The number of cancers diagnosed at stages 1 and 2 in the most deprived areas of England is significantly lower than those caught early in the least deprived areas.
According to NHS Digital, 18,266 (47%) of cancers were diagnosed at stages 1 and 2 in the most deprived areas in 2020: seven percentage points lower than in the most well-off areas.
As many as 25,258 cancers were diagnosed at stages 1 and 2 in the least deprived areas – or 55% of the total stageable diagnoses.
Cancer is one of the five clinical areas of focus set out under the Core20PLUS5, setting out that 75% of cases should be diagnosed at stage 1 or 2 by 2028.
The newly published data – which considers unadjusted percentages – also revealed that early stage diagnoses were significantly lower in deprived areas among at least nine kinds of cancer investigated.
It indicated that 81% of breast cancers in deprived areas were diagnosed at stages 1 and 2, compared to 85% in more well off areas.
This figure stood at 49% to 52% for prostate cancers and 85% to 88% for melanoma of skin cancer.

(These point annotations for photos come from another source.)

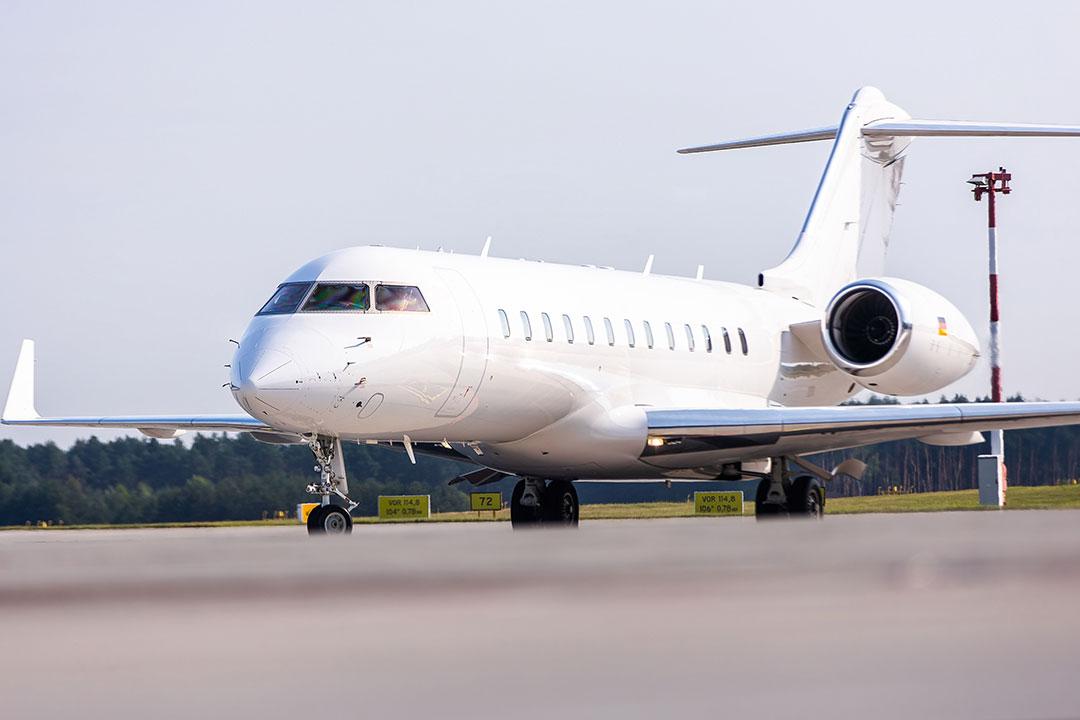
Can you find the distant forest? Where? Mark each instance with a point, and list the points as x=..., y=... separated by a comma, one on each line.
x=235, y=478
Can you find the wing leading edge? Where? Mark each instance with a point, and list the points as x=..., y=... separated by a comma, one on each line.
x=687, y=437
x=19, y=410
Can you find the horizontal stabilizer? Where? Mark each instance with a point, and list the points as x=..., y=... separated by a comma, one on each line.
x=761, y=140
x=964, y=128
x=901, y=128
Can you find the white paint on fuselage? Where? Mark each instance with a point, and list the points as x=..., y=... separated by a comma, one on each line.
x=540, y=407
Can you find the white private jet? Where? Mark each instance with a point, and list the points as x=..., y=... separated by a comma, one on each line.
x=556, y=374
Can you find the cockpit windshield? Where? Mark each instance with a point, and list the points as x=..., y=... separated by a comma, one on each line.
x=286, y=299
x=331, y=297
x=400, y=298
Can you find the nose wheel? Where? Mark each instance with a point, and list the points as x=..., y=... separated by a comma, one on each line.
x=329, y=520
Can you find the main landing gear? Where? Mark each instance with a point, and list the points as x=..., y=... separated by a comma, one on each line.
x=329, y=518
x=535, y=503
x=781, y=493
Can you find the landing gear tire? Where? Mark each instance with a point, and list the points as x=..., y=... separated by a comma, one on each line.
x=806, y=498
x=524, y=516
x=763, y=507
x=561, y=504
x=329, y=520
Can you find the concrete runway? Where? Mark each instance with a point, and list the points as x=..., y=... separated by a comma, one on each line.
x=937, y=615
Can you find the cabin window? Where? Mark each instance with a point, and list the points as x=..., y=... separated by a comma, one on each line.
x=526, y=325
x=285, y=299
x=338, y=297
x=504, y=322
x=400, y=298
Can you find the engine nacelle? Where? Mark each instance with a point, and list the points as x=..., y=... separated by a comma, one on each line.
x=896, y=337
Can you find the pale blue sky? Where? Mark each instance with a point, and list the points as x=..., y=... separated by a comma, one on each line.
x=165, y=164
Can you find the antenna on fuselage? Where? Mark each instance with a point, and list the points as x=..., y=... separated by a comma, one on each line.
x=648, y=266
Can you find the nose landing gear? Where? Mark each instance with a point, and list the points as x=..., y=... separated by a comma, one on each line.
x=329, y=518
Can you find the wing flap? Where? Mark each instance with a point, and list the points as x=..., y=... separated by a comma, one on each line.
x=768, y=432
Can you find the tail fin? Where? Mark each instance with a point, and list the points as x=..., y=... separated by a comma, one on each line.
x=846, y=231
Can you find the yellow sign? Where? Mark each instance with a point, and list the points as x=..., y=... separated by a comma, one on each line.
x=304, y=510
x=718, y=503
x=491, y=501
x=404, y=507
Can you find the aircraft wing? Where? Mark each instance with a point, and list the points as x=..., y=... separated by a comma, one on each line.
x=19, y=410
x=698, y=437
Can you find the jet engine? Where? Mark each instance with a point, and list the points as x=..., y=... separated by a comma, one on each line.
x=896, y=337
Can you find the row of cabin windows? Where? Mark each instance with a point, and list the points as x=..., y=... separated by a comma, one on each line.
x=629, y=329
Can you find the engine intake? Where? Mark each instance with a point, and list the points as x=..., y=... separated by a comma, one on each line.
x=864, y=325
x=896, y=337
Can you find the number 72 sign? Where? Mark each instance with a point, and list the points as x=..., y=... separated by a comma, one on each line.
x=481, y=501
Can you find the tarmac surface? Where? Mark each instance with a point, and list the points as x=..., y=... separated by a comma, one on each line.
x=935, y=615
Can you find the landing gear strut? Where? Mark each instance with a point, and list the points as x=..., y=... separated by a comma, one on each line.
x=780, y=493
x=532, y=503
x=329, y=518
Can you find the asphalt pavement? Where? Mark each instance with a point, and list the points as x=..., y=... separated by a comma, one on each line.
x=934, y=615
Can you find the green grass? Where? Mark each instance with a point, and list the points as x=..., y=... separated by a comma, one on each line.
x=1053, y=497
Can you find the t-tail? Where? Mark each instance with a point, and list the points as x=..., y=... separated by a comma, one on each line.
x=846, y=232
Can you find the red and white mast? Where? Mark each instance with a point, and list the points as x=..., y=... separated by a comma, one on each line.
x=990, y=185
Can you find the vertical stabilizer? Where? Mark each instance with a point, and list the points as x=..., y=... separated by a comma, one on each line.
x=846, y=231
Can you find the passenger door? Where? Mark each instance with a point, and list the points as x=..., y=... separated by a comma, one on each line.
x=474, y=344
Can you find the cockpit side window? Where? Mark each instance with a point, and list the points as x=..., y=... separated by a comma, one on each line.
x=400, y=298
x=286, y=299
x=338, y=297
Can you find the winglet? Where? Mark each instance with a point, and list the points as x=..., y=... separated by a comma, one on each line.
x=19, y=405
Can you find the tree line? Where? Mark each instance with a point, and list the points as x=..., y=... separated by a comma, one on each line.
x=216, y=477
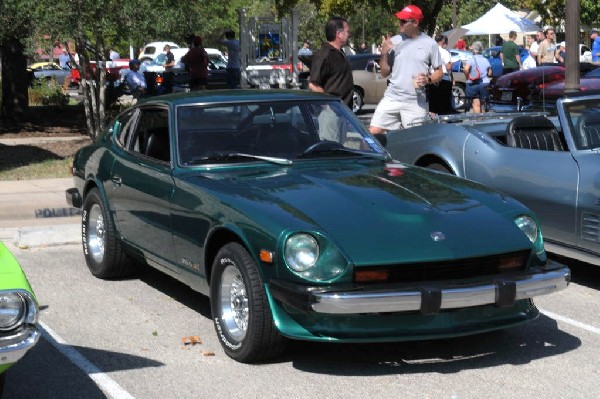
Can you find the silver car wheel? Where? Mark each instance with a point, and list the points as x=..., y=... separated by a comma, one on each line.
x=96, y=233
x=234, y=303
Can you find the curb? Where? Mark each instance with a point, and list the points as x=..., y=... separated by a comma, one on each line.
x=33, y=237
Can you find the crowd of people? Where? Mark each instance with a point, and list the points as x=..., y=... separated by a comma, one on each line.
x=418, y=67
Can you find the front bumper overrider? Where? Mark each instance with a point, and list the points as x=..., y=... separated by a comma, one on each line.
x=432, y=297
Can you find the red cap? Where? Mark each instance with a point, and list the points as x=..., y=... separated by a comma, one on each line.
x=410, y=12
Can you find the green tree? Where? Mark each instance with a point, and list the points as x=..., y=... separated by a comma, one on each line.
x=15, y=27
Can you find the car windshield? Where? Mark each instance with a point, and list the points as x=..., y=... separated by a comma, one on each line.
x=159, y=59
x=279, y=133
x=584, y=121
x=217, y=61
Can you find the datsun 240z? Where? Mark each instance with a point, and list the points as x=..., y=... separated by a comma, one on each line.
x=296, y=222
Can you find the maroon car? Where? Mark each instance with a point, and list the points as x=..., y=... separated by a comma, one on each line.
x=532, y=89
x=555, y=90
x=512, y=91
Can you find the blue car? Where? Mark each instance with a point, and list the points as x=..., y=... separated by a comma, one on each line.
x=493, y=56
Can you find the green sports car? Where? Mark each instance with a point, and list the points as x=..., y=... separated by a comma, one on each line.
x=296, y=222
x=18, y=313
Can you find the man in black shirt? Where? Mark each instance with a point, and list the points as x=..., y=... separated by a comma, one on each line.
x=330, y=71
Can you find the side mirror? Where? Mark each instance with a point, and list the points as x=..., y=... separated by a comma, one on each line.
x=382, y=138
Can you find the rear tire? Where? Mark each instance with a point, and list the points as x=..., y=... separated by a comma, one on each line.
x=439, y=167
x=240, y=310
x=103, y=253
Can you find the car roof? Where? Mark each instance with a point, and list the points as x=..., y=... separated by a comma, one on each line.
x=215, y=97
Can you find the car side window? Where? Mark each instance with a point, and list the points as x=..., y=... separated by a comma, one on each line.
x=151, y=137
x=123, y=127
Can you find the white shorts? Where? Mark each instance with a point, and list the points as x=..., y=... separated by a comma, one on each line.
x=394, y=114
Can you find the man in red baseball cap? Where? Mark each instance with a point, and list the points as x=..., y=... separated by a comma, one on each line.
x=413, y=63
x=410, y=12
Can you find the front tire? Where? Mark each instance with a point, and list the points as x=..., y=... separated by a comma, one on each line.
x=103, y=253
x=240, y=309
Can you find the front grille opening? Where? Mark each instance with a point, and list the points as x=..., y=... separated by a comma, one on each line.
x=443, y=270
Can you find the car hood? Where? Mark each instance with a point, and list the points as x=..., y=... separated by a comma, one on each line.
x=557, y=89
x=11, y=274
x=381, y=215
x=535, y=76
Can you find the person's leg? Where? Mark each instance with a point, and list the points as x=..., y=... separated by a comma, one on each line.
x=476, y=105
x=230, y=75
x=237, y=78
x=414, y=113
x=386, y=117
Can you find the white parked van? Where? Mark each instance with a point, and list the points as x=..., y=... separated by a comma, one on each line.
x=151, y=50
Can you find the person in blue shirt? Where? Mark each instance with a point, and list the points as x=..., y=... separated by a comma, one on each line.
x=595, y=45
x=135, y=80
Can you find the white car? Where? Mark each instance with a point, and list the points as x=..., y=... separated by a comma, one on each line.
x=151, y=50
x=158, y=63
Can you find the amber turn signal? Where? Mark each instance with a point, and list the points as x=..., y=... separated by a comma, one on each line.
x=366, y=276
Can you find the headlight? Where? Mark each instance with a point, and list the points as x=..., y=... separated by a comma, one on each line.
x=301, y=252
x=528, y=226
x=12, y=310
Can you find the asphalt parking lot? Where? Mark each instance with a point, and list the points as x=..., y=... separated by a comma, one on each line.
x=125, y=339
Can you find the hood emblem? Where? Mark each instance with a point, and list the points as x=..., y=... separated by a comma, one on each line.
x=438, y=236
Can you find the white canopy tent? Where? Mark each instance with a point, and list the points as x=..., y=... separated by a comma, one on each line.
x=498, y=20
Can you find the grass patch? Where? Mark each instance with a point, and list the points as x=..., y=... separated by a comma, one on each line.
x=50, y=168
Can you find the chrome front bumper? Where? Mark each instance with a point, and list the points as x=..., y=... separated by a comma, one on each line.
x=426, y=297
x=14, y=347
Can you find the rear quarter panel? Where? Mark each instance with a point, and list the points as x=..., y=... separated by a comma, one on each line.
x=431, y=143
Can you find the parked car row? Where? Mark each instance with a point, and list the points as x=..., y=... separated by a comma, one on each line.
x=537, y=88
x=49, y=71
x=548, y=163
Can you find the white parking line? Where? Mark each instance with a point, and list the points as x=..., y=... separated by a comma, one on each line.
x=572, y=322
x=103, y=381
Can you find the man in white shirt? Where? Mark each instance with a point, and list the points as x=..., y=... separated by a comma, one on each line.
x=135, y=80
x=404, y=102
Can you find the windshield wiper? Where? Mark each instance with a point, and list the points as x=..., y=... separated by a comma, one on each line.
x=333, y=147
x=225, y=156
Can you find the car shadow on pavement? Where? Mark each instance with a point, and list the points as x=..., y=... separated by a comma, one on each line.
x=582, y=273
x=46, y=373
x=520, y=345
x=22, y=155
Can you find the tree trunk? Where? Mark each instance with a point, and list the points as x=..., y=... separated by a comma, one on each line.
x=15, y=80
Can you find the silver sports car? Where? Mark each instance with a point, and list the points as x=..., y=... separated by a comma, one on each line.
x=550, y=163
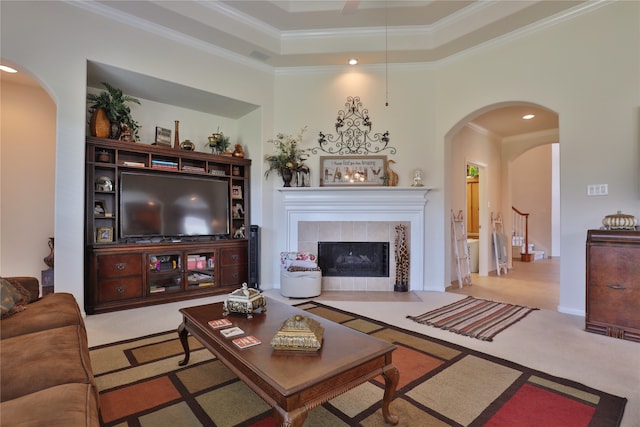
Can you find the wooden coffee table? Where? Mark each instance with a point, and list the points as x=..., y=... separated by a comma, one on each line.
x=294, y=382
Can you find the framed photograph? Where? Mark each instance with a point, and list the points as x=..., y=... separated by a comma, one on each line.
x=100, y=208
x=163, y=136
x=236, y=192
x=104, y=234
x=352, y=171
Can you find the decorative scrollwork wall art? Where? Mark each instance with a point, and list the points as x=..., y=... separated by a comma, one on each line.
x=353, y=127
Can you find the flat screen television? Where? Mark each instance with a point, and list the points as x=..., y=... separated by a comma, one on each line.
x=158, y=205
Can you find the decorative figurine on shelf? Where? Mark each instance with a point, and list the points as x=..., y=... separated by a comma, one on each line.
x=239, y=233
x=238, y=211
x=49, y=258
x=393, y=177
x=238, y=151
x=176, y=136
x=417, y=178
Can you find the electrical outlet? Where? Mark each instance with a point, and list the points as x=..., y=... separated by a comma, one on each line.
x=597, y=189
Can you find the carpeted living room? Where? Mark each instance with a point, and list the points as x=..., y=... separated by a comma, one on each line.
x=115, y=334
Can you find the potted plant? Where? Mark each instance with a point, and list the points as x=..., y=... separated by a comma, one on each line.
x=288, y=156
x=112, y=106
x=218, y=143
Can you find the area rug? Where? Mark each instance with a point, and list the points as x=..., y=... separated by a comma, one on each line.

For larynx cancer, deprived areas saw only 38% of cases diagnosed at stages 1 and 2 compared to 60% in the least deprived areas: the greatest difference identified.
Earlier this year, Cancer Research UK called on the Government to make tackling cancer inequalities central to its 10-year plan after identifying significant disparities in cancer rates by ethnicity.
And in a spring report, the Health and Social Care Committee criticised the Government for its absence of any plan to tackle chronic cancer workforce shortages, which it claimed ‘threaten’ diagnosis, treatment and research.
In November, The Pharmacist reported that the UK National Screening Committee has recommended, for the first time, that all four nations in the UK should implement a national lung cancer screening programme.